I had the pleasure of speaking the Wellington AWS User Group last night on the announcements for data services.  Here are my personal highlights.

Re:Invent 2018 Database Announcements from Steven Ensslen

Sagemaker

Sagemaker has changed the game since its release only a year ago.  Sagemaker is not merely a hosted Jupyter notebooks service, it also allows training clusters to be created on demand when training is needed and automates deployment of the resulting models.  Additional features keep being added:

  1. Sagemaker search automates the comparison of different models with the same tags. AWS tracks your model performance so that you don’t have to.
  2. Sagemaker added Git support!  Which was a little painful before…
  3. And, prior to re:Invent, Sagemaker recently automated hyper-parameter tuning.  Hyper-parameters, for instance the depth of a neural-network, can make a big difference in machine learning performance, but are often either ignored or over-analyzed.  Now they are a one-click step, done reliably and efficiently.

DynamoDB

DynamoDB added two big features:

  1. DynamoDB added transaction support.
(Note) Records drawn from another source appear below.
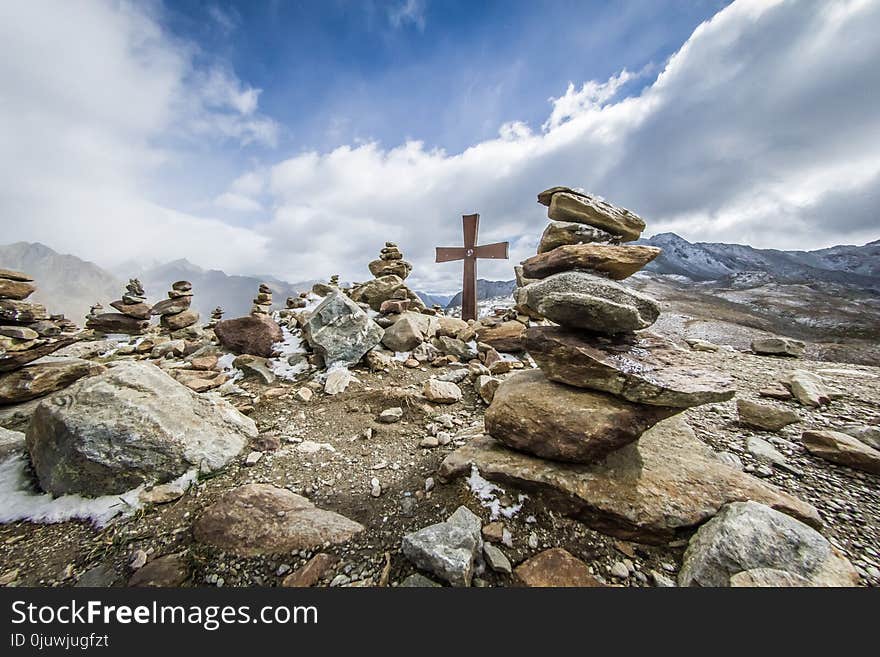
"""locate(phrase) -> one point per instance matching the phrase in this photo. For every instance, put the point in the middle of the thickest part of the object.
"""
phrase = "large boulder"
(44, 377)
(560, 233)
(568, 205)
(554, 421)
(117, 323)
(253, 334)
(586, 301)
(744, 536)
(128, 426)
(653, 490)
(257, 519)
(842, 449)
(615, 262)
(340, 331)
(643, 368)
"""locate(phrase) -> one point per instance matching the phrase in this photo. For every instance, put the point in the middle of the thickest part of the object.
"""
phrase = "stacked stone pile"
(132, 318)
(216, 316)
(390, 271)
(597, 429)
(28, 335)
(175, 312)
(263, 301)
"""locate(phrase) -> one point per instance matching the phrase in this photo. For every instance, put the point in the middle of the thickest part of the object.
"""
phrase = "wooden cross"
(469, 253)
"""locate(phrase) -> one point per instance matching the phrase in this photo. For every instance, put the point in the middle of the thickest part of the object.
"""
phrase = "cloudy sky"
(293, 139)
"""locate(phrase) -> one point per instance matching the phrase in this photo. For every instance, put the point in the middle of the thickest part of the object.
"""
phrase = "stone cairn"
(27, 331)
(263, 301)
(133, 317)
(216, 316)
(593, 428)
(626, 381)
(175, 312)
(387, 293)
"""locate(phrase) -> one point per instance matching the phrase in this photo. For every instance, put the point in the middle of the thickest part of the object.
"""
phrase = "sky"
(293, 139)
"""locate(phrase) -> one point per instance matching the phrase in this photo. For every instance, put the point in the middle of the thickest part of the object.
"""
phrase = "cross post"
(469, 253)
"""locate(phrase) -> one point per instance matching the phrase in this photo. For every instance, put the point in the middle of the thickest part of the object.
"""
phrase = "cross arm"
(497, 251)
(449, 253)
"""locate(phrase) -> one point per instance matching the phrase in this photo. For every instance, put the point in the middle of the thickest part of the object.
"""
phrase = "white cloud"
(758, 130)
(407, 12)
(762, 129)
(94, 93)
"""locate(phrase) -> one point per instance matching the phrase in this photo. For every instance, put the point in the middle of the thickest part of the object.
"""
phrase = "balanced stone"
(551, 420)
(561, 233)
(586, 301)
(653, 490)
(615, 262)
(639, 367)
(567, 205)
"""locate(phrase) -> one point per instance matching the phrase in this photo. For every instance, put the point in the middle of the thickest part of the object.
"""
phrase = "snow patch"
(487, 493)
(19, 500)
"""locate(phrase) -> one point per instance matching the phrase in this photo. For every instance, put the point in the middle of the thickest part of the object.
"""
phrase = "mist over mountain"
(65, 284)
(703, 261)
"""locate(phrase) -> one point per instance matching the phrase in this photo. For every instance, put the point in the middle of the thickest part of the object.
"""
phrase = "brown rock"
(585, 209)
(117, 323)
(506, 336)
(259, 519)
(171, 306)
(652, 491)
(136, 310)
(842, 449)
(249, 335)
(169, 571)
(554, 421)
(640, 367)
(40, 379)
(13, 360)
(764, 416)
(12, 275)
(616, 262)
(311, 573)
(555, 568)
(560, 233)
(179, 320)
(15, 289)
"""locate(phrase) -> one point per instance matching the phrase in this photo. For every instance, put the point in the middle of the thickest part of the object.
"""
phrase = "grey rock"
(778, 346)
(340, 331)
(586, 301)
(747, 535)
(130, 425)
(447, 549)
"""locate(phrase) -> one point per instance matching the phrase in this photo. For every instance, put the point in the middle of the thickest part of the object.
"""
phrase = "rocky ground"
(335, 451)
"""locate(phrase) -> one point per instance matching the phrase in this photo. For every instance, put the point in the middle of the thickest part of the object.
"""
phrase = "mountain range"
(66, 284)
(704, 261)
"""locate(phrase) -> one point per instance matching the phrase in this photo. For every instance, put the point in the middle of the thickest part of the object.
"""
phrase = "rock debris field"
(351, 436)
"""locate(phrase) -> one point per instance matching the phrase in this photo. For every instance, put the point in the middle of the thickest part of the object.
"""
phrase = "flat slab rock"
(651, 491)
(842, 449)
(640, 367)
(555, 421)
(566, 204)
(580, 300)
(615, 262)
(259, 519)
(555, 567)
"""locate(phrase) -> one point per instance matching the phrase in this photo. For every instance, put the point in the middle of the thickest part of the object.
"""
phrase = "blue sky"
(447, 73)
(294, 138)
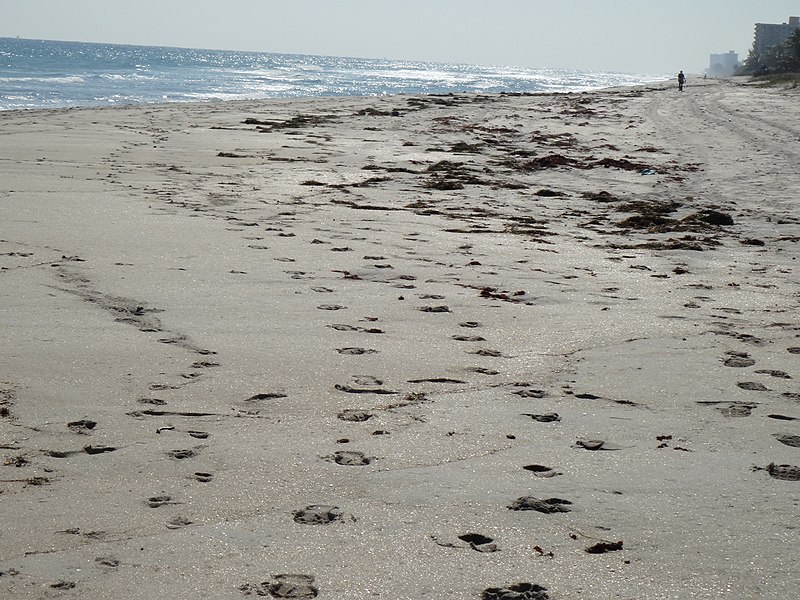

Now multiple tables can be updated atomically.  Which takes away the error-prone, heavy-lifting of having the application handle consistency across tables.
  2. DynamoDB now has per-transaction billing.  Provisioning DynamoDB capacity used to be complex, and most AWS customers were just constantly provisioning a good margin above their peak loads.  Now you can just pay per use.

RDS on VMWare

I think that RDS on VMWare is going to be a huge feature.  Not only does this allow on-premise databases to burst capacity into AWS, or maintain high availability with AWS, it also provides high quality database administration at a bargain price.  And my extensive professional experience as a database administrator and with other database administrators has taught me that database administration is overpriced and of generally disappointing quality.  Hopefully this service will bring change to the whole market.

Managed Service for Kafka (MSK) (public preview)

Kafka and Kinesis are direct competitors.  Each has its strengths.  Since lots of people were running Kafka, AWS is now providing Kafka as a service.  Don’t worry, Kinesis isn’t going anywhere.

Timestream (preview)

I’m really excited about Timestream, the new time series database.  I do a lot of work with time series data, as do we all.  But none of the existing tools in common deployment were engineered for time series data, or were really very good at it.  I love Kibana, but it runs on a text search engine.  And that a leading quantity prediction tool runs on a text search engine tells you just how badly we need better databases in this area.

Quantum Ledger Database (preview)

In my career, I’ve spent a lot of time trying to get data out of databases and onto other hardware so that the analytics load didn’t shut down the business.  One of the better tools for that is Change Data Capture (CDC).  And every once in a while someone gets the bad idea of using an application’s internal audit log for CDC.  Which I’ve never seen work, because the every application’s audit log that I have ever encountered has defects.  Those “Created By” and “Updated By” columns are not reliable. 

QLDB is the solution to this problem.  The database keeps the audit log.  Amazon writes it once, tests it exhaustively, and we can all trust that it works.  And we don’t ruin our beautiful data models by mindlessly tacking columns onto tables.

Lake formation (preview)

Data Lakes are great.  Their speed of development, low cost, and exceptional performance put most data warehouses to shame.  They make my job easy.

AWS Glue is a great service.  I haven’t directly interacted with a Hadoop cluster since it was announced.  But there is a great deal of repetitive work involved in ingesting data into an AWS Glue based data lake.  Every input needs to be secured, encrypted, and written into Parquet or ORC.

AWS Lake Formation is a code generator that helps to perform a lot of the common tasks in a data lake.  Which I can attest, still take days and days in a data lake implementation.  Better than months and months in data warehouses, but still work I’m happy to leave behind.

Those are some of my thoughts on re:Invent.  I’ve also attached my slides from the user group.